Face à cette situation, c'est de la mobilisation du peuple malien et de la fraction la plus plébéienne des soldats que l'on doit attendre un sursaut, sûrement pas des putschistes du genre du capitaine Sanogo, qui voulait juste devenir calife à la place du calife et qui n'a en aucune manière combattu dans le nord. Ce que le peuple malien a fait en 1991, il peut le refaire pour peu que les libertés publiques soient sauvegardées et que les armes ne soient pas la prérogative d'une armée en décomposition. Il n'est pas possible de présenter Hollande comme le sauveur suprême, dès lors que l'Etat français s'est engagé jusqu'au cou dans l'aventure libyenne et ses dérives et qu'il a laissé pourrir la situation dans le nord depuis 2011. De ce point de vue, il faut rappeler une évidence : c'est l'l'impérialisme, et au premier chef l'impérialisme français qui est responsable de la décomposition de toute cette région qu'il a pillée, détroussée, exploitée, martyrisée depuis le 19e siècle. Une vérité toujours bonne à rappeler, surtout à GC et tutti quanti.

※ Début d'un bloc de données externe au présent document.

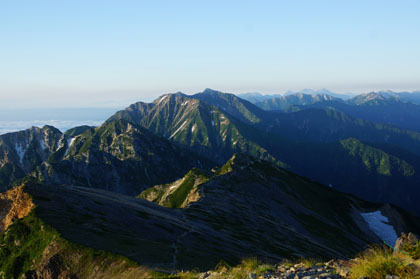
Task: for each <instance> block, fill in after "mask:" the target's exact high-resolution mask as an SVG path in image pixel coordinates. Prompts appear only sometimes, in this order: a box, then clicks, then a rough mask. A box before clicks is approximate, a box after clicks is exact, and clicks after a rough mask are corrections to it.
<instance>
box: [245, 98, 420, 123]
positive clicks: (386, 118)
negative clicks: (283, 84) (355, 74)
mask: <svg viewBox="0 0 420 279" xmlns="http://www.w3.org/2000/svg"><path fill="white" fill-rule="evenodd" d="M252 102H253V103H254V104H255V105H256V106H258V107H260V108H262V109H264V110H273V111H282V112H296V111H299V110H305V109H308V108H322V109H325V108H333V109H335V110H337V111H340V112H344V113H345V114H347V115H349V116H352V117H355V118H361V119H365V120H369V121H373V122H379V123H386V124H392V125H396V126H399V127H401V128H403V129H408V130H415V131H420V93H419V92H413V93H404V92H402V93H395V92H392V91H381V92H371V93H366V94H360V95H357V96H355V97H352V98H350V99H343V98H337V97H335V96H332V95H328V94H312V95H309V94H304V93H296V94H290V95H286V96H277V97H273V98H266V99H265V100H263V101H255V100H252Z"/></svg>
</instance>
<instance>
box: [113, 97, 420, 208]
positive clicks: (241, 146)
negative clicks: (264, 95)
mask: <svg viewBox="0 0 420 279" xmlns="http://www.w3.org/2000/svg"><path fill="white" fill-rule="evenodd" d="M315 99H317V100H320V99H323V100H324V99H327V100H332V99H333V98H329V97H325V96H319V97H316V98H315ZM308 102H309V101H308ZM117 119H124V120H126V121H129V122H130V123H136V124H138V125H141V126H143V127H145V128H147V129H149V130H151V131H153V132H154V133H157V134H159V135H161V136H163V137H167V138H168V139H170V140H171V141H172V142H175V143H177V144H179V145H181V146H184V147H185V148H187V149H189V150H193V151H194V152H197V153H198V154H201V155H202V156H204V157H207V158H209V159H211V160H213V161H215V162H217V163H219V164H222V163H223V162H224V161H226V160H227V159H228V158H229V157H230V156H232V155H233V154H234V153H235V152H238V153H246V154H250V155H252V156H255V157H257V158H260V159H265V160H269V161H271V162H275V163H276V164H278V165H279V166H282V167H285V168H287V169H289V170H292V171H294V172H296V173H298V174H300V175H304V176H307V177H310V178H312V179H315V180H317V181H320V182H322V183H324V184H326V185H332V186H333V187H336V188H337V189H339V190H341V191H345V192H349V193H353V194H356V195H358V196H360V197H362V198H365V199H368V200H371V201H376V202H392V203H395V204H397V205H399V206H402V207H404V208H406V209H408V210H411V211H412V212H420V207H419V204H418V203H417V202H416V201H415V199H414V198H413V197H415V196H417V195H418V194H420V191H419V189H418V187H417V186H416V185H418V184H419V183H420V176H419V173H420V158H419V155H420V134H419V133H417V132H413V131H407V130H402V129H400V128H397V127H395V126H391V125H389V124H383V123H374V122H370V121H367V120H363V119H356V118H352V117H350V116H348V115H346V114H344V113H343V112H341V111H338V110H335V109H331V108H328V109H314V108H309V109H306V110H300V111H298V112H294V113H278V112H269V111H263V110H262V109H260V108H258V107H256V106H254V105H252V104H251V103H249V102H247V101H245V100H242V99H240V98H238V97H236V96H235V95H233V94H226V93H221V92H218V91H214V90H210V89H207V90H205V91H204V92H203V93H199V94H196V95H193V96H187V95H184V94H182V93H177V94H167V95H163V96H161V97H160V98H158V99H157V100H155V101H154V102H153V103H149V104H146V103H142V102H139V103H136V104H133V105H131V106H130V107H129V108H127V109H126V110H123V111H120V112H117V113H116V114H115V115H114V116H112V117H111V118H110V119H109V120H108V121H115V120H117ZM407 193H411V194H407Z"/></svg>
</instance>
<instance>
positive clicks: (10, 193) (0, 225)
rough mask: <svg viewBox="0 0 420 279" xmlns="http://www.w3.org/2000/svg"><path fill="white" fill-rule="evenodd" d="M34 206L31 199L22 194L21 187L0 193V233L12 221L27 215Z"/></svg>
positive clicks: (30, 211) (17, 187)
mask: <svg viewBox="0 0 420 279" xmlns="http://www.w3.org/2000/svg"><path fill="white" fill-rule="evenodd" d="M34 206H35V205H34V204H33V202H32V199H31V197H30V196H29V195H28V194H27V193H25V192H23V186H19V187H17V188H14V189H11V190H9V191H7V192H6V193H0V233H2V232H4V231H5V230H6V229H7V228H8V227H9V226H10V225H11V224H12V223H13V221H14V220H16V219H20V218H23V217H25V216H26V215H28V214H29V212H31V210H32V208H34Z"/></svg>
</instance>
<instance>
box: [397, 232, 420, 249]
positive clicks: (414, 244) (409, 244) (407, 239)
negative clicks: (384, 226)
mask: <svg viewBox="0 0 420 279" xmlns="http://www.w3.org/2000/svg"><path fill="white" fill-rule="evenodd" d="M417 241H418V239H417V236H416V235H415V234H413V233H408V235H407V234H405V233H402V234H401V236H400V237H399V238H398V239H397V242H395V250H401V249H402V248H403V246H404V245H410V246H411V245H416V243H417Z"/></svg>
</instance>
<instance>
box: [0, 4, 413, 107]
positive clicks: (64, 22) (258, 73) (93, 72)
mask: <svg viewBox="0 0 420 279" xmlns="http://www.w3.org/2000/svg"><path fill="white" fill-rule="evenodd" d="M419 14H420V0H412V1H405V0H398V1H386V0H380V1H376V0H363V1H358V0H354V1H352V0H348V1H340V0H336V1H323V0H318V1H300V0H294V1H292V0H291V1H281V0H277V1H264V0H258V1H246V0H243V1H234V0H232V1H228V0H224V1H218V0H212V1H204V0H203V1H197V0H195V1H183V0H177V1H173V0H172V1H159V0H154V1H141V0H137V1H126V0H114V1H107V0H100V1H96V0H83V1H78V0H72V1H56V0H54V1H43V0H37V1H33V0H26V1H25V0H11V1H8V0H0V109H14V108H17V107H20V108H22V107H28V108H42V107H121V106H125V105H128V104H130V103H133V102H135V101H151V100H153V99H155V98H156V97H157V96H159V95H162V94H164V93H168V92H177V91H182V92H184V93H196V92H200V91H202V90H203V89H204V88H213V89H217V90H220V91H224V92H232V93H240V92H263V93H266V94H273V93H283V92H285V91H287V90H300V89H303V88H313V89H317V88H328V89H329V90H331V91H335V92H339V93H347V92H355V93H362V92H369V91H377V90H387V89H390V90H396V91H412V90H419V89H420V51H419V50H420V16H419Z"/></svg>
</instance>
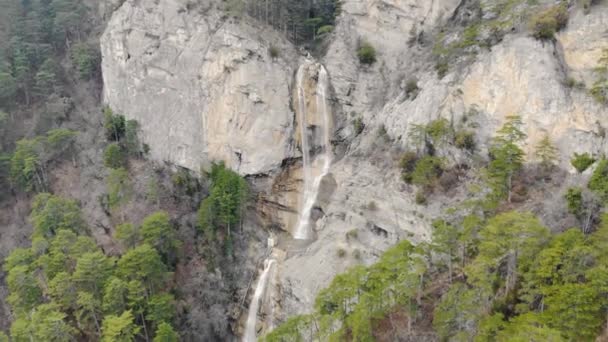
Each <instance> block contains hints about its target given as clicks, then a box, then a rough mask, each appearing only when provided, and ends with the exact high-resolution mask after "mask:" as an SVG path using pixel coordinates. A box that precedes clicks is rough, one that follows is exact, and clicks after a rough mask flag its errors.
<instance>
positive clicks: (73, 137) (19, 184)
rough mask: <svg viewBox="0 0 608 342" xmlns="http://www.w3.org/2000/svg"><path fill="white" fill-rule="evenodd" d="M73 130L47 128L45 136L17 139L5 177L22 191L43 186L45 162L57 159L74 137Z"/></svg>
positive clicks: (44, 185) (67, 148)
mask: <svg viewBox="0 0 608 342" xmlns="http://www.w3.org/2000/svg"><path fill="white" fill-rule="evenodd" d="M75 137H76V132H74V131H71V130H68V129H54V130H50V131H49V132H48V133H47V135H46V136H37V137H34V138H33V139H22V140H19V141H17V146H16V148H15V151H14V153H13V155H12V157H11V159H10V170H9V177H10V179H11V181H12V183H13V184H14V185H16V186H17V187H19V188H21V189H23V190H25V191H38V192H42V191H45V190H47V184H48V175H47V166H48V164H49V163H51V162H52V161H56V160H58V159H59V158H60V157H61V156H62V155H63V154H64V152H65V151H68V150H69V149H70V148H71V147H72V146H73V143H74V141H75Z"/></svg>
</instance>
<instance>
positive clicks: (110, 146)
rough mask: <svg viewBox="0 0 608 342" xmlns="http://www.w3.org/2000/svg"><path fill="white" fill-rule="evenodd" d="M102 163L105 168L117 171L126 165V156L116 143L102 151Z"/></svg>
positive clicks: (113, 143) (114, 143)
mask: <svg viewBox="0 0 608 342" xmlns="http://www.w3.org/2000/svg"><path fill="white" fill-rule="evenodd" d="M103 163H104V165H105V166H106V167H109V168H112V169H118V168H121V167H125V166H126V165H127V156H126V154H125V152H124V151H123V149H122V147H121V146H120V145H119V144H118V143H111V144H109V145H108V146H106V149H105V150H104V151H103Z"/></svg>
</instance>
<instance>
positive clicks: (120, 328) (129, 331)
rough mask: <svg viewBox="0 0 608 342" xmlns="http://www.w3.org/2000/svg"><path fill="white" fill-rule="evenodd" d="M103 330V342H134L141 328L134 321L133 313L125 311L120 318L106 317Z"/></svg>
mask: <svg viewBox="0 0 608 342" xmlns="http://www.w3.org/2000/svg"><path fill="white" fill-rule="evenodd" d="M101 330H102V335H101V341H102V342H132V341H134V340H135V336H137V334H138V333H139V330H140V328H139V327H138V326H137V325H136V324H135V322H134V321H133V314H132V313H131V311H125V312H123V313H122V314H121V315H120V316H115V315H108V316H106V317H105V318H104V320H103V325H102V329H101Z"/></svg>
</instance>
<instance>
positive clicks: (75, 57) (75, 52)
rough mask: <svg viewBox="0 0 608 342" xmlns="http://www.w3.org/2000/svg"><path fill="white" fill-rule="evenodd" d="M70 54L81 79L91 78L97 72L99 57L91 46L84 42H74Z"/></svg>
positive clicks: (97, 54) (94, 75) (93, 75)
mask: <svg viewBox="0 0 608 342" xmlns="http://www.w3.org/2000/svg"><path fill="white" fill-rule="evenodd" d="M70 56H71V57H72V63H73V64H74V66H75V67H76V69H77V70H78V74H79V75H80V77H81V78H82V79H85V80H87V79H91V78H93V77H94V76H95V75H96V74H97V72H98V69H99V63H100V58H99V56H98V52H97V51H96V50H95V49H93V48H92V47H91V46H89V45H87V44H85V43H79V44H75V45H74V46H72V47H71V53H70Z"/></svg>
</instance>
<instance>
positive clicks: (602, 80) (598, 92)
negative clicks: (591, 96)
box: [589, 79, 608, 105]
mask: <svg viewBox="0 0 608 342" xmlns="http://www.w3.org/2000/svg"><path fill="white" fill-rule="evenodd" d="M589 93H590V94H591V96H593V98H594V99H595V100H596V101H597V102H598V103H600V104H603V105H606V104H608V79H601V80H599V81H597V82H595V83H594V84H593V87H591V89H589Z"/></svg>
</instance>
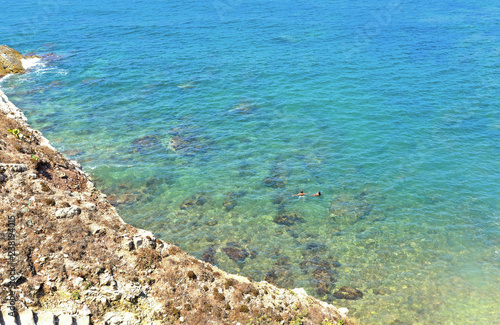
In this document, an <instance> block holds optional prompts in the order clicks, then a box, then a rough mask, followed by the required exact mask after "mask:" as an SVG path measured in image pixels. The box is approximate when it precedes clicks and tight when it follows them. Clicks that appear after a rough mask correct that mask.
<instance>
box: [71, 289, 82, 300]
mask: <svg viewBox="0 0 500 325" xmlns="http://www.w3.org/2000/svg"><path fill="white" fill-rule="evenodd" d="M71 296H72V297H73V299H74V300H78V299H80V291H78V290H75V291H73V292H72V293H71Z"/></svg>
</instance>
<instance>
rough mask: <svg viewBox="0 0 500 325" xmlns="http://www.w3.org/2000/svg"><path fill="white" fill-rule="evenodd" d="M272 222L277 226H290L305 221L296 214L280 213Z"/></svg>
mask: <svg viewBox="0 0 500 325" xmlns="http://www.w3.org/2000/svg"><path fill="white" fill-rule="evenodd" d="M273 222H275V223H277V224H279V225H285V226H291V225H293V224H295V223H297V222H305V220H304V218H302V217H301V216H300V215H299V214H297V213H296V212H281V213H278V214H277V215H276V217H274V220H273Z"/></svg>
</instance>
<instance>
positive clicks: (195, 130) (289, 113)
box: [0, 0, 500, 324]
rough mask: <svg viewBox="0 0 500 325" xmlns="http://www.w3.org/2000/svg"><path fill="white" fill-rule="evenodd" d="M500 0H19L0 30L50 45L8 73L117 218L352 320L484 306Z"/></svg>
mask: <svg viewBox="0 0 500 325" xmlns="http://www.w3.org/2000/svg"><path fill="white" fill-rule="evenodd" d="M0 3H1V2H0ZM498 12H499V9H498V4H496V3H495V2H493V1H480V2H476V3H474V4H471V3H467V2H463V1H461V2H453V3H451V2H445V3H442V2H431V3H429V2H425V3H421V2H417V1H408V2H398V1H395V2H391V1H388V2H385V1H371V2H369V3H366V2H365V3H331V2H326V1H320V2H314V3H311V2H305V1H299V2H291V1H271V2H263V1H222V0H221V1H213V2H189V3H186V2H178V1H173V2H170V3H157V2H153V1H148V0H145V1H128V2H124V1H123V2H121V1H111V2H103V1H101V2H97V1H87V2H85V3H83V2H82V3H78V4H73V3H70V2H68V1H52V2H38V1H24V2H22V3H20V4H18V5H17V6H15V7H14V8H12V10H11V11H10V13H9V15H7V16H6V17H2V18H3V21H2V24H1V25H0V35H2V38H1V39H2V43H5V44H7V45H9V46H12V47H14V48H16V49H18V50H20V51H21V52H37V53H39V54H47V53H51V52H53V53H55V54H56V55H57V56H59V59H58V60H55V61H50V62H49V61H46V62H45V64H44V65H43V66H37V67H35V68H33V69H32V70H31V72H30V73H29V74H26V75H23V76H10V77H8V78H6V79H5V80H3V81H2V82H1V84H0V87H2V90H3V91H4V92H5V93H6V94H7V95H8V96H9V98H10V99H11V100H12V101H13V102H14V103H16V105H18V106H19V107H20V108H22V109H23V110H24V112H25V114H26V115H27V116H28V118H29V121H30V123H31V124H32V125H33V126H34V127H35V128H38V129H40V130H41V131H42V132H44V134H45V136H46V137H47V138H49V140H50V141H51V142H52V144H53V145H54V146H56V147H57V148H58V149H60V150H61V151H63V152H65V153H66V155H68V156H69V157H71V158H73V159H77V160H79V161H80V162H81V163H82V164H83V166H84V168H85V170H86V171H87V172H89V173H90V174H91V175H92V176H93V177H94V179H95V180H96V183H97V184H98V186H99V187H100V188H101V189H103V190H104V192H106V193H107V194H108V195H109V196H110V198H111V200H112V201H113V202H114V203H115V204H116V205H117V207H118V210H119V212H120V214H121V215H122V216H123V217H124V219H125V220H126V221H127V222H129V223H131V224H133V225H136V226H139V227H142V228H146V229H149V230H151V231H153V232H154V233H156V234H157V235H159V236H160V237H161V238H163V239H165V240H167V241H170V242H173V243H176V244H178V245H179V246H180V247H182V248H183V249H185V250H186V251H188V252H190V253H192V254H194V255H196V256H197V257H200V258H201V257H202V255H203V253H204V252H205V251H207V249H209V248H210V247H213V249H214V251H215V255H214V256H213V258H214V259H215V262H216V264H217V265H218V266H220V267H221V268H223V269H225V270H227V271H230V272H236V273H239V274H242V275H246V276H249V277H252V278H253V279H255V280H264V279H267V280H269V281H273V282H275V283H277V284H279V285H282V286H284V287H288V288H294V287H304V288H305V289H306V291H307V292H308V293H310V294H313V295H316V296H318V297H319V298H322V299H325V300H327V301H330V302H332V303H334V304H335V305H337V306H346V307H348V308H349V309H350V310H351V314H352V315H354V316H356V317H358V318H360V319H361V321H362V323H363V324H429V323H430V322H433V323H434V324H466V323H467V324H468V323H480V324H495V323H500V314H499V312H498V306H499V305H500V294H499V292H500V290H498V289H499V288H500V253H499V252H500V225H499V222H500V221H499V219H500V218H499V211H500V210H499V206H500V205H499V203H500V202H499V201H500V199H499V195H498V194H499V192H500V191H499V190H500V185H499V184H500V174H499V173H498V170H499V167H500V166H499V165H500V159H499V158H500V145H499V144H500V141H499V140H500V116H499V109H498V108H499V105H498V104H499V98H500V96H499V93H498V81H499V75H498V73H499V71H498V68H499V62H498V36H499V35H498V31H497V28H496V22H497V21H498V20H497V19H498ZM174 149H176V150H174ZM270 177H271V178H272V179H269V178H270ZM264 181H266V182H267V183H266V182H264ZM269 181H272V182H269ZM270 185H273V186H274V187H273V186H270ZM300 190H304V191H305V192H308V193H315V192H317V191H318V190H321V191H322V192H323V194H324V195H323V196H321V197H310V196H308V197H305V198H299V197H295V196H292V194H296V193H298V192H299V191H300ZM230 193H232V194H230ZM193 197H194V199H193ZM190 198H191V200H190V201H189V199H190ZM187 200H188V201H189V202H188V201H187ZM192 204H194V205H192ZM279 214H281V215H283V214H285V215H287V216H289V217H292V219H291V220H290V221H289V222H290V224H289V225H283V224H278V223H276V222H274V221H278V220H277V219H275V218H276V216H277V215H279ZM228 243H229V244H228ZM227 247H236V248H239V249H245V250H246V252H247V253H248V254H249V256H248V257H246V259H245V260H244V261H239V262H235V261H233V260H231V259H230V258H229V256H228V255H227V254H226V253H225V252H224V249H225V248H227ZM205 256H206V255H205ZM334 262H338V263H334ZM339 264H340V266H339ZM325 279H326V280H328V281H332V285H331V286H330V287H329V288H328V290H326V292H325V291H321V290H319V291H318V288H319V285H321V284H322V283H325V281H326V280H325ZM342 286H351V287H355V288H357V289H359V290H361V291H362V292H363V294H364V295H363V298H362V299H359V300H353V301H349V300H339V299H336V298H335V297H334V296H333V293H334V292H336V291H337V290H338V289H339V288H340V287H342Z"/></svg>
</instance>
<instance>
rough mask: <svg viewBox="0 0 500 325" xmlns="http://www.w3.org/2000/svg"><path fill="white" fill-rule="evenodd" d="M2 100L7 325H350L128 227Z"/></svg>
mask: <svg viewBox="0 0 500 325" xmlns="http://www.w3.org/2000/svg"><path fill="white" fill-rule="evenodd" d="M26 121H27V120H26V118H25V116H24V114H23V113H22V112H21V111H20V110H19V109H18V108H17V107H16V106H14V105H13V104H12V103H11V102H9V100H8V98H7V97H6V96H5V95H4V93H3V92H2V91H1V90H0V188H1V192H0V211H1V218H2V219H3V220H2V222H1V239H0V247H1V255H0V260H1V261H0V277H1V278H0V283H1V286H0V289H1V292H0V302H1V304H2V308H1V315H2V316H1V317H0V323H2V324H90V323H93V324H179V323H183V324H238V323H239V324H249V323H250V324H292V323H293V324H354V323H355V322H354V321H353V320H351V319H349V318H348V317H347V309H345V308H339V309H337V308H336V307H334V306H332V305H330V304H327V303H326V302H323V301H320V300H317V299H315V298H314V297H311V296H308V295H307V294H306V292H305V291H304V290H303V289H294V290H288V289H282V288H278V287H276V286H274V285H272V284H269V283H267V282H265V281H262V282H254V281H252V280H250V279H248V278H245V277H242V276H237V275H232V274H229V273H226V272H224V271H223V270H220V269H219V268H217V267H216V266H214V265H211V264H209V263H206V262H203V261H200V260H198V259H196V258H194V257H192V256H190V255H189V254H187V253H185V252H183V251H182V250H181V249H179V248H178V247H176V246H174V245H172V244H169V243H168V242H165V241H163V240H160V239H158V238H156V237H155V236H154V235H153V234H152V233H151V232H148V231H145V230H141V229H137V228H135V227H132V226H130V225H128V224H126V223H125V222H124V221H123V220H122V219H121V217H120V216H119V215H118V213H117V212H116V210H115V208H114V207H113V206H112V205H111V204H110V203H109V201H108V199H107V197H106V195H104V194H103V193H101V192H100V191H99V190H98V189H96V188H95V187H94V184H93V182H92V180H91V178H90V177H89V175H87V174H86V173H85V172H83V171H82V169H81V167H80V165H78V163H77V162H75V161H70V160H68V159H66V158H65V157H64V156H63V155H62V154H61V153H59V152H58V151H56V150H55V149H54V148H53V147H51V146H50V144H49V142H48V141H47V140H46V139H45V138H44V137H43V135H42V134H41V133H40V132H38V131H36V130H33V129H32V128H31V127H30V126H29V125H28V124H27V122H26Z"/></svg>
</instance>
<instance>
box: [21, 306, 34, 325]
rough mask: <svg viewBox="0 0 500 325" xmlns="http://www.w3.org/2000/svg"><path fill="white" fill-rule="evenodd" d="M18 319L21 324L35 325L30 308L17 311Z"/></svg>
mask: <svg viewBox="0 0 500 325" xmlns="http://www.w3.org/2000/svg"><path fill="white" fill-rule="evenodd" d="M19 320H20V321H21V324H22V325H35V324H36V323H35V315H33V312H32V311H31V310H30V309H25V310H23V311H22V312H21V313H19Z"/></svg>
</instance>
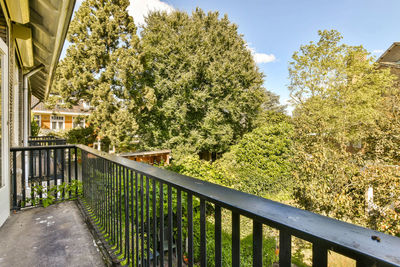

Oui les troupes françaises doivent évacuer le Mali et les Touaregs sont une composante du peuple malien qui a les mêmes droits, ni plus ni moins, que les autres. Non, le Wahhâbisme totalement étranger à la région, ne peut subsister de manière durable sur ce pays, rejeté qu'il est par 99 % de la population. Et enfin, oui les immigrés maliens en France ont leur mot à dire pour le choix des institutions que le peuple se donnera, eux qui apportent plus d'argent au Mali que tous les " donateurs ", France et UE en tête.

La barbarie, camarade GC, se combat par la démocratie et l'armement du peuple, pas par la diplomatie de la canonnière ni par l'armée réactionnaire, qu'elle soit française ou d'un quelconque Etat impérialiste.